È alto quasi due metri, eppure il suo tennis è quanto di più lontano ci sia dalla definizione di bombardiere: servizi  spesso di puro piazzamento e manovre avvolgenti imposte dai suoi slice velenosi e radenti, alternati a qualche rara e brutale accelerazione da fondo, del tutto priva di topspin. Al braccio dell’australiano non manca praticamente nulla, le gambe e l’atteggiamento sono però gli stessi dal 2011, anno della sua esplosione a Wimbledon, ad oggi. È passato un lustro ormai ed il copione è sempre lo stesso: dichiarazioni roboanti nella pre-season (e anche quest’anno non fa eccezione) a cui fanno seguito prestazioni più che decorose in patria, dove tra Brisbane, Sydney e Melbourne racimola buoni piazzamenti con ottima continuità. È dalla stagione americana che spesso iniziano i problemi, siano essi l’arresto sopra accennato a Miami, la famosa scampagnata contro Nieminen ormai prossimo al ritiro, l’infortunio al polso, la polemica con Kyrgios prima di Indian Wells, il ritiro per un misterioso mal di denti poco prima di disputare un quarto di finale a Key Biscayne.

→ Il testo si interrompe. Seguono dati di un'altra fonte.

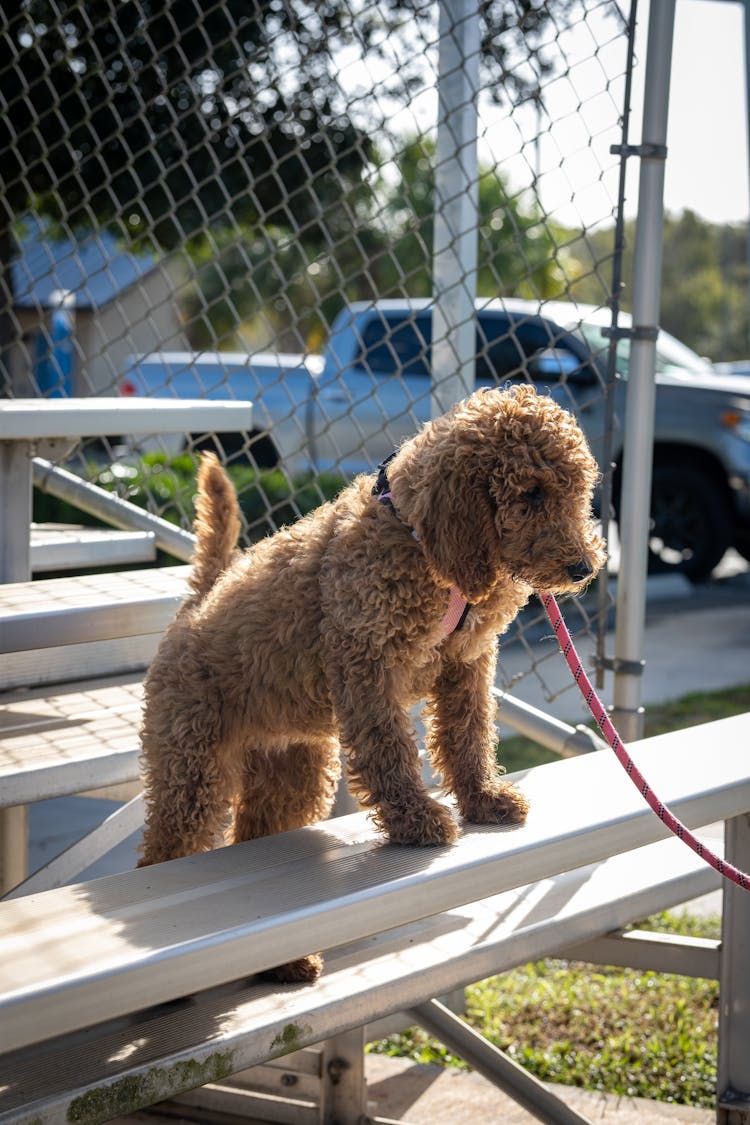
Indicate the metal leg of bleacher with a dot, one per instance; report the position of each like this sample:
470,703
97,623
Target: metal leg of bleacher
317,1086
733,1076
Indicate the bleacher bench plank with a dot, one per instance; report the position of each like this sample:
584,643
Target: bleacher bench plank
54,744
64,547
118,1067
145,937
89,608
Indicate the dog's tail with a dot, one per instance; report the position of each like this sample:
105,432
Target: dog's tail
216,525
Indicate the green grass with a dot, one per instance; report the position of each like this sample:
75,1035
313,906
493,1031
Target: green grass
517,753
619,1031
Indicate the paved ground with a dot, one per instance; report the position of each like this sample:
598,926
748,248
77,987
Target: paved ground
427,1095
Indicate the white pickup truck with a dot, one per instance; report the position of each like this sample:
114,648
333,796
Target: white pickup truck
348,408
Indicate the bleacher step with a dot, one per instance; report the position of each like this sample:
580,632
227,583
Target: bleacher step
60,743
89,608
234,911
66,547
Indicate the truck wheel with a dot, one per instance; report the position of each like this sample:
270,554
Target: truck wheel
241,447
690,527
742,545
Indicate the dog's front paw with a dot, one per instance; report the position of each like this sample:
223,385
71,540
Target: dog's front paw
502,806
424,825
303,971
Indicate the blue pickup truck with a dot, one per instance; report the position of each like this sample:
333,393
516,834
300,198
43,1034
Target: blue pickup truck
348,408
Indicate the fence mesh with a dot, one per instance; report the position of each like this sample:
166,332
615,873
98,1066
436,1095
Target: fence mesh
236,200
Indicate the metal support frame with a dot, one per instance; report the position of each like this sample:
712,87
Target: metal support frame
74,860
635,503
457,206
120,513
495,1065
733,1074
344,1094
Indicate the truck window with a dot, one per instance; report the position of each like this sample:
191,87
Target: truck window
504,348
390,345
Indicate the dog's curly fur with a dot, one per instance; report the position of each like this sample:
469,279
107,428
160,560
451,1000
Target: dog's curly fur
323,636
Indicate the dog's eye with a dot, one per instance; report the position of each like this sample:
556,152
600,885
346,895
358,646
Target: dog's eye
534,496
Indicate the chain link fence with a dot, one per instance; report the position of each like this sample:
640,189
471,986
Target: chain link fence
238,200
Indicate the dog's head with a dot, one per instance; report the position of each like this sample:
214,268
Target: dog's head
502,484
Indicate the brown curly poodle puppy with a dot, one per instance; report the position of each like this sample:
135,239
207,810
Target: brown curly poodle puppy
324,635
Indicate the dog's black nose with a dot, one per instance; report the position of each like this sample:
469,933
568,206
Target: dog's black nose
580,570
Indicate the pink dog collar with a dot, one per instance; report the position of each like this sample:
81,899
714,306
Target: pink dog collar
458,608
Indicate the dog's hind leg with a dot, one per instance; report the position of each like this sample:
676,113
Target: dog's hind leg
283,789
189,777
286,788
461,741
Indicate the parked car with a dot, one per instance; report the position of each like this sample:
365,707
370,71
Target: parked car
371,387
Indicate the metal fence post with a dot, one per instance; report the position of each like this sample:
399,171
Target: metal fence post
641,388
457,192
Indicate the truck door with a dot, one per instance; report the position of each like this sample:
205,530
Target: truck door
380,397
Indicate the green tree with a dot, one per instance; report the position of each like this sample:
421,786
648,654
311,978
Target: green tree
704,280
178,124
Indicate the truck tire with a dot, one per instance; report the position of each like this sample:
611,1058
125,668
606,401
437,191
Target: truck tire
256,448
690,527
742,545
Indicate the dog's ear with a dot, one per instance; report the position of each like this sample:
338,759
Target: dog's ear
460,539
453,516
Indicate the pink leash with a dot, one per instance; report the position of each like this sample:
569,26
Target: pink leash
613,738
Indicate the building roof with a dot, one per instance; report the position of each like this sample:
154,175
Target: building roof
95,268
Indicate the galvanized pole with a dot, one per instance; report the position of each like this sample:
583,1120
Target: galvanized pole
457,210
641,390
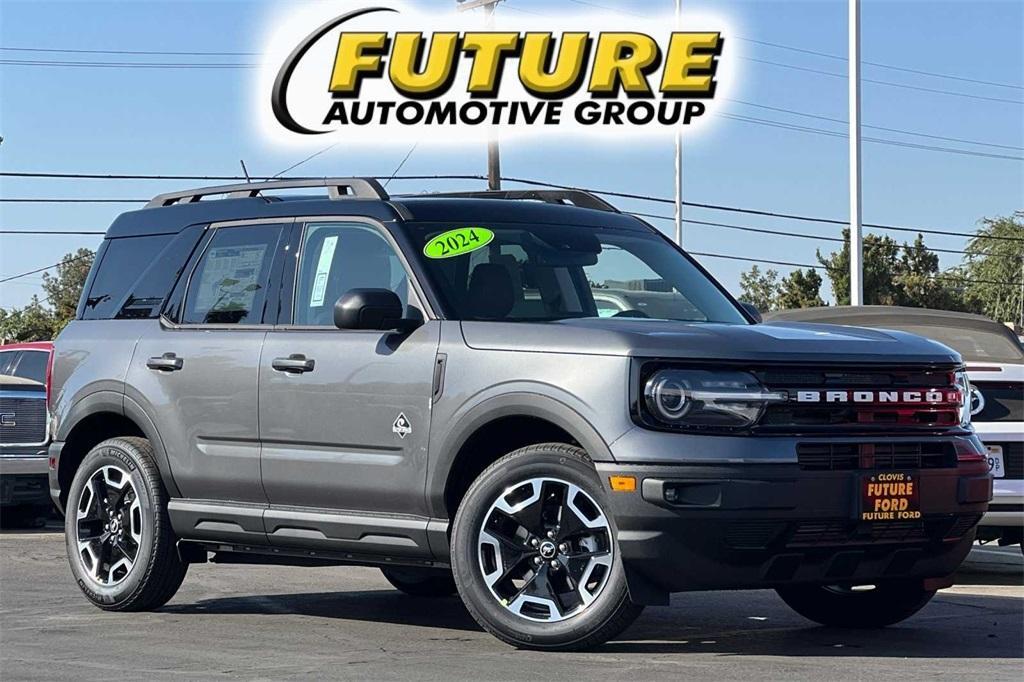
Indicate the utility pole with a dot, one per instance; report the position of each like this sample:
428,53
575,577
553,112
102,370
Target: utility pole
494,153
679,156
856,237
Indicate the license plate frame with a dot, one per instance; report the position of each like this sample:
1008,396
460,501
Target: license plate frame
996,463
890,496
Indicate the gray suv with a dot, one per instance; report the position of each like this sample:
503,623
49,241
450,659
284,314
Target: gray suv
428,384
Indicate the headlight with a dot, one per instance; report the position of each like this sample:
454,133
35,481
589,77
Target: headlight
707,399
964,386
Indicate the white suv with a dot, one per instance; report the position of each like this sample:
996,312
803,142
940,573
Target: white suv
994,359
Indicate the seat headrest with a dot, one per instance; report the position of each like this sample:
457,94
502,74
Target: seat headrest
491,293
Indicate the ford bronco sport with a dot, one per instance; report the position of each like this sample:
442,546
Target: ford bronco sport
426,384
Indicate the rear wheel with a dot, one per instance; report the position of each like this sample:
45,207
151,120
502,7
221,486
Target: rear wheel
120,544
535,553
421,582
857,606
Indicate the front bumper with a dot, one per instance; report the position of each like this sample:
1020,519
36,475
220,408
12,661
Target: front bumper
24,477
736,526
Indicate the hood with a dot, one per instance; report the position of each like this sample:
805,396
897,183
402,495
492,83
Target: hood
791,342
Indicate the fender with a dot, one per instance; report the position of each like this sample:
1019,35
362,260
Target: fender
102,400
120,403
520,403
134,412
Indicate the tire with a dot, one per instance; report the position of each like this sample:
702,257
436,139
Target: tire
542,609
421,582
843,607
128,562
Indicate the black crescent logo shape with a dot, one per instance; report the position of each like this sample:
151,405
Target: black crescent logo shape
279,100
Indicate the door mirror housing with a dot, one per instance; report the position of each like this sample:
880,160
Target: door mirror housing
753,311
371,309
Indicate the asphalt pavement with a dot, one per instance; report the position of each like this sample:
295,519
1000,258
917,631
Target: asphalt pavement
281,623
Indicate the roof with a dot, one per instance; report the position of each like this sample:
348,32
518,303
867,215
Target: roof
871,315
172,212
29,345
976,338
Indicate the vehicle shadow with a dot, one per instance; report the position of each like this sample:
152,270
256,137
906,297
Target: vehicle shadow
369,605
967,627
957,626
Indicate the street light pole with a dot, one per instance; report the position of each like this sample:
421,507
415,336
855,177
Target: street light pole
494,153
679,158
856,237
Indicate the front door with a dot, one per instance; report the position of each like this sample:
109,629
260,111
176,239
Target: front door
344,415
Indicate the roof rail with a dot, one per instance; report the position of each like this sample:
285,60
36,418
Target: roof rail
338,187
573,197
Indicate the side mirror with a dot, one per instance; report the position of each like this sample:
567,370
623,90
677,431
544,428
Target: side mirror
370,308
753,311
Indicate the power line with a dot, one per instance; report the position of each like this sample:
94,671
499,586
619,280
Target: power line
890,142
51,231
889,83
152,52
820,238
822,267
659,200
864,125
48,267
126,65
771,214
804,50
309,158
881,65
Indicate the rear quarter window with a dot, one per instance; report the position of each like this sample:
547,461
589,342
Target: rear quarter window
136,273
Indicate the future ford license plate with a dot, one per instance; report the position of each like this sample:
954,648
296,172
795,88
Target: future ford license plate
890,496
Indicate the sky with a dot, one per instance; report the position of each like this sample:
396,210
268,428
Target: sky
199,122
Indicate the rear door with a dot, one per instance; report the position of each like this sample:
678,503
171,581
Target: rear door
200,373
348,433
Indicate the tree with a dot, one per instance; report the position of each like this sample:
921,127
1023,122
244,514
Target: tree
64,289
33,323
759,288
894,274
802,289
993,268
38,323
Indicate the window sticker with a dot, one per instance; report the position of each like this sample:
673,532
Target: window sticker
323,270
229,279
458,242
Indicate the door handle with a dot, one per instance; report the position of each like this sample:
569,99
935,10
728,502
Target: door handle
166,363
294,364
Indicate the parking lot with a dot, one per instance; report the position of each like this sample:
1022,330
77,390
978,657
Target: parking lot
282,623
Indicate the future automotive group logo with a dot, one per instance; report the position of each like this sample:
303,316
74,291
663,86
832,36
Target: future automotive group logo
386,72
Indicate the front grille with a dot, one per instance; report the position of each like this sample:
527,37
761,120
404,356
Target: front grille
28,416
1004,401
883,409
850,456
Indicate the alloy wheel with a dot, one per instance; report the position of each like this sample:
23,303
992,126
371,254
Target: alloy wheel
545,549
109,527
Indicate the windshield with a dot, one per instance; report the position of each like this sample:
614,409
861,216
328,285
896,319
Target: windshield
530,272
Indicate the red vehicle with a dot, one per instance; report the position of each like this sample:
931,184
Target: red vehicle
25,386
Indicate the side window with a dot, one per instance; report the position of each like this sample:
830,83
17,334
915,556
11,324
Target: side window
229,284
337,257
124,260
8,358
33,366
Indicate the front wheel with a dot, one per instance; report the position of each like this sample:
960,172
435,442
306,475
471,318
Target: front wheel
857,606
535,554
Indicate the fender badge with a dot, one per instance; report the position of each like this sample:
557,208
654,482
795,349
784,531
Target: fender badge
401,426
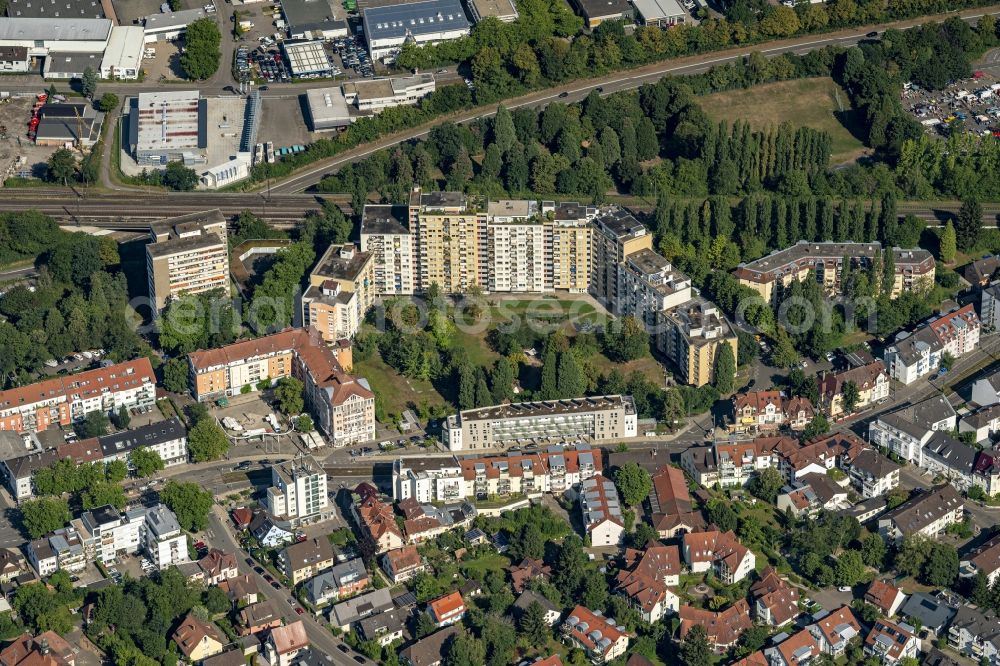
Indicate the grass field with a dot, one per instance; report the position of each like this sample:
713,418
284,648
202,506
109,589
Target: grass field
811,103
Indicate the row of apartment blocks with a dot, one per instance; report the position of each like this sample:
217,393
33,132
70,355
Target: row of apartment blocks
554,470
102,534
342,405
823,262
597,418
167,438
63,400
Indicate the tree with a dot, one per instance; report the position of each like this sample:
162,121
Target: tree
948,243
289,393
695,649
766,485
94,424
532,624
189,503
968,225
145,461
725,368
207,441
850,568
850,394
108,102
202,54
633,482
61,166
304,424
88,82
43,515
178,177
175,375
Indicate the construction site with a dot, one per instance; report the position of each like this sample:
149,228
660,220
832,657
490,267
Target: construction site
32,127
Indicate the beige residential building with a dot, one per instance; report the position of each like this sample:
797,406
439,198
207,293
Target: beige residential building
385,236
770,276
450,232
690,336
341,291
187,255
342,405
606,417
616,235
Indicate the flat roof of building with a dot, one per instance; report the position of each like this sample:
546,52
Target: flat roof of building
415,18
172,20
49,29
50,9
498,8
327,105
658,9
385,219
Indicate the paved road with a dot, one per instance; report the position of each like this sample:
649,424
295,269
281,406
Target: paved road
319,634
625,80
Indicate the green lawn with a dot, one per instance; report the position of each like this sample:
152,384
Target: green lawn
814,103
397,392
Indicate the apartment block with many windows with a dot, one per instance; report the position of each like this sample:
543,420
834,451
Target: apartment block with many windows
187,255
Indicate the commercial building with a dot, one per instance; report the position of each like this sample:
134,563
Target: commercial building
307,57
40,36
187,255
387,28
63,400
553,470
771,276
659,13
168,26
342,405
327,109
373,95
167,126
599,418
596,12
595,634
341,291
385,236
501,10
690,336
77,123
298,492
314,19
917,354
168,439
928,514
123,56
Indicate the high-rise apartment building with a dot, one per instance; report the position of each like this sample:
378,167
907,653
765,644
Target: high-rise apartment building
385,236
617,234
341,290
187,255
450,230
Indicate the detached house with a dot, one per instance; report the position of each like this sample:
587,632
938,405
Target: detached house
872,381
891,642
646,579
775,602
722,552
835,631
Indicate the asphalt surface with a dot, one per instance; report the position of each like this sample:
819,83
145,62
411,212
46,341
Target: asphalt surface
625,80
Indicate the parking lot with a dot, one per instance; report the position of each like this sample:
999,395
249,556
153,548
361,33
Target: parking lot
970,105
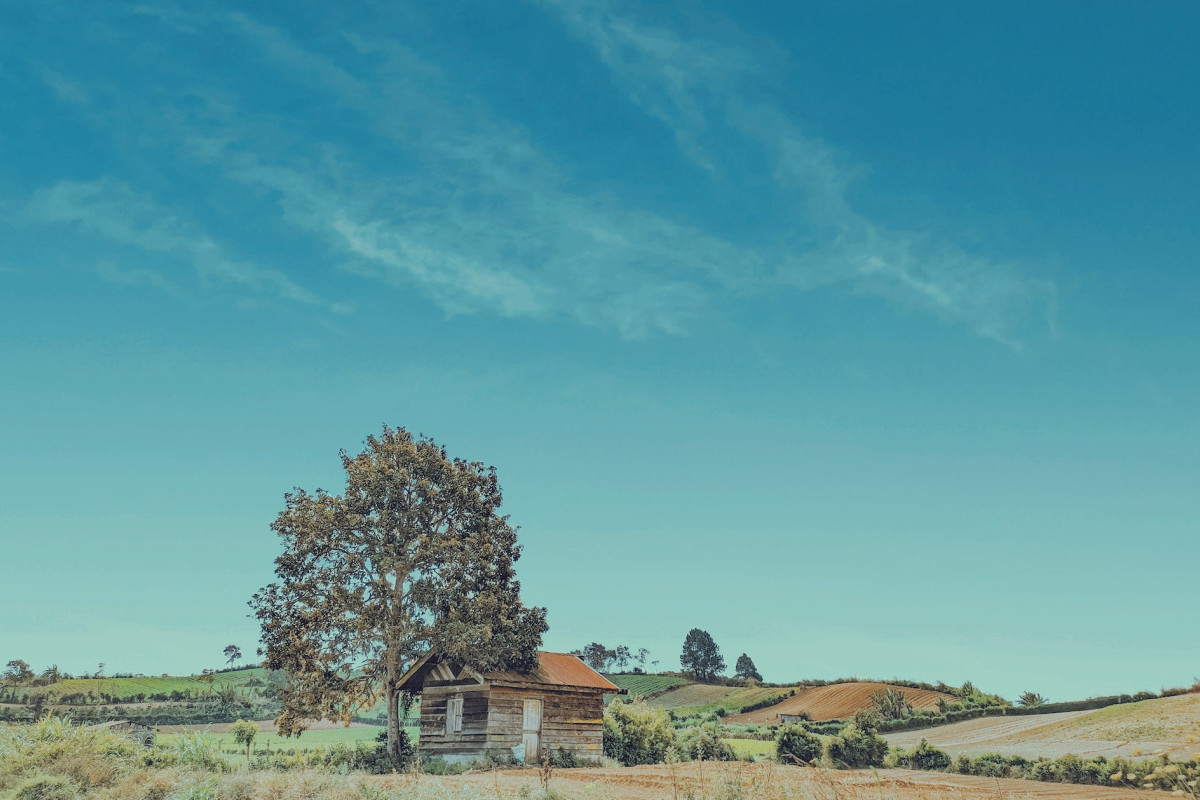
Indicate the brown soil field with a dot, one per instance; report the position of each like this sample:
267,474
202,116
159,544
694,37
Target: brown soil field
834,702
264,726
1150,728
754,781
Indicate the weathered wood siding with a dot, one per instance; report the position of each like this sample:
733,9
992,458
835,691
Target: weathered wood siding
570,720
472,740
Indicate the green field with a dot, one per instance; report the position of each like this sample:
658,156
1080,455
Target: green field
690,699
643,685
130,687
309,739
756,747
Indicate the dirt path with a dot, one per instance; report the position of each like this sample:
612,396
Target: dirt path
760,782
1147,729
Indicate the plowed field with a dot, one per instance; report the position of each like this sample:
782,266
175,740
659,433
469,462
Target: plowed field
834,702
1146,729
756,781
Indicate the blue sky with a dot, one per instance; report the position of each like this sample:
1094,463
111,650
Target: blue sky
863,336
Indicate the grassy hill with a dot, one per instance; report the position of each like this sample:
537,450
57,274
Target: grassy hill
129,689
640,685
690,699
835,702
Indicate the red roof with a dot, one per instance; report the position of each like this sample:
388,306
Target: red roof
553,669
558,669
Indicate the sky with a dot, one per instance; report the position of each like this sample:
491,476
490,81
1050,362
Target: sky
863,336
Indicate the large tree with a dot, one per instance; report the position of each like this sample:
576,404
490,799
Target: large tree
412,557
701,656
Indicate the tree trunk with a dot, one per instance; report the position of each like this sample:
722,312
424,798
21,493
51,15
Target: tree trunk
393,719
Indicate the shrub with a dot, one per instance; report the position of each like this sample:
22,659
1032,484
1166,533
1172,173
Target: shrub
635,733
705,743
922,757
795,745
857,747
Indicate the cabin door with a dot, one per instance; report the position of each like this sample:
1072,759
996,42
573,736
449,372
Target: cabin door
531,734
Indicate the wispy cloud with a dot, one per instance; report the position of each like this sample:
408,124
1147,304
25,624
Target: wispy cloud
112,210
696,85
457,202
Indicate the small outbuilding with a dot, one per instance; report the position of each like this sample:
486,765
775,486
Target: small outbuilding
466,714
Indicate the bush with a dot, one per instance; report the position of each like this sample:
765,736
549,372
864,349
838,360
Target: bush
635,733
705,743
857,747
922,757
796,745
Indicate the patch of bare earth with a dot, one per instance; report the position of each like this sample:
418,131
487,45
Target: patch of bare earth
1147,729
757,781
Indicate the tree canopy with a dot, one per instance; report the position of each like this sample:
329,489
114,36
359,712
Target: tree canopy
412,557
701,656
744,668
232,653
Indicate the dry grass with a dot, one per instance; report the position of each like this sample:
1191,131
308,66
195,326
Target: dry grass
55,761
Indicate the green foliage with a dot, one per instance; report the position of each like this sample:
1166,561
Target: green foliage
196,750
232,653
641,685
772,701
1179,777
705,743
857,747
413,557
701,657
636,734
796,745
244,733
891,704
438,765
745,668
922,757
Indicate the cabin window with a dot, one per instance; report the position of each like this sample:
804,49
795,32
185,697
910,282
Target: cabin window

Poi puntuale arriva la terra rossa, dove le statistiche sono impietose (poco più del 35% di vittorie), ma non sfigurano di fronte alla qualità del gioco che propone l’australiano su questi campi, sui quali non vengono certo esaltati i suoi punti di forza e mai potranno se l’atteggiamento sarà quello esemplificato dall’episodio avvenuto a fine match contro Fabio Fognini a Madrid. Terminata la solita indolente primavera, spesso si rifà vivo sull’erba, sua superficie naturale, dove, pur non avendo più ripetuto la cavalcata fino ai quarti del suo esordio, ha comunque raccolto risultati maggiormente in linea con il suo potenziale (si ricordano in tal senso i due ottavi di finale ai Championship nel 2013 e nel 2016 e la semifinale al Queen’s). Dopo la stagione sul verde, l’andamento di Tomic storicamente prosegue tra i soliti alti e bassi: qualche vittoria minore (due ATP 250 vinti consecutivamente a Bogotà tra 2014 e 2015), pochi acuti (si ricordano un grande primo set contro Djokovic versione Robocop nel 2015 in un buon torneo di Shanghai e i quarti a Cincinnati quest’anno) e tanti bassi, soprattutto a New York, dove colleziona primi e secondi turni, perdendo anche da Dzhumur su una superficie piuttosto rapida.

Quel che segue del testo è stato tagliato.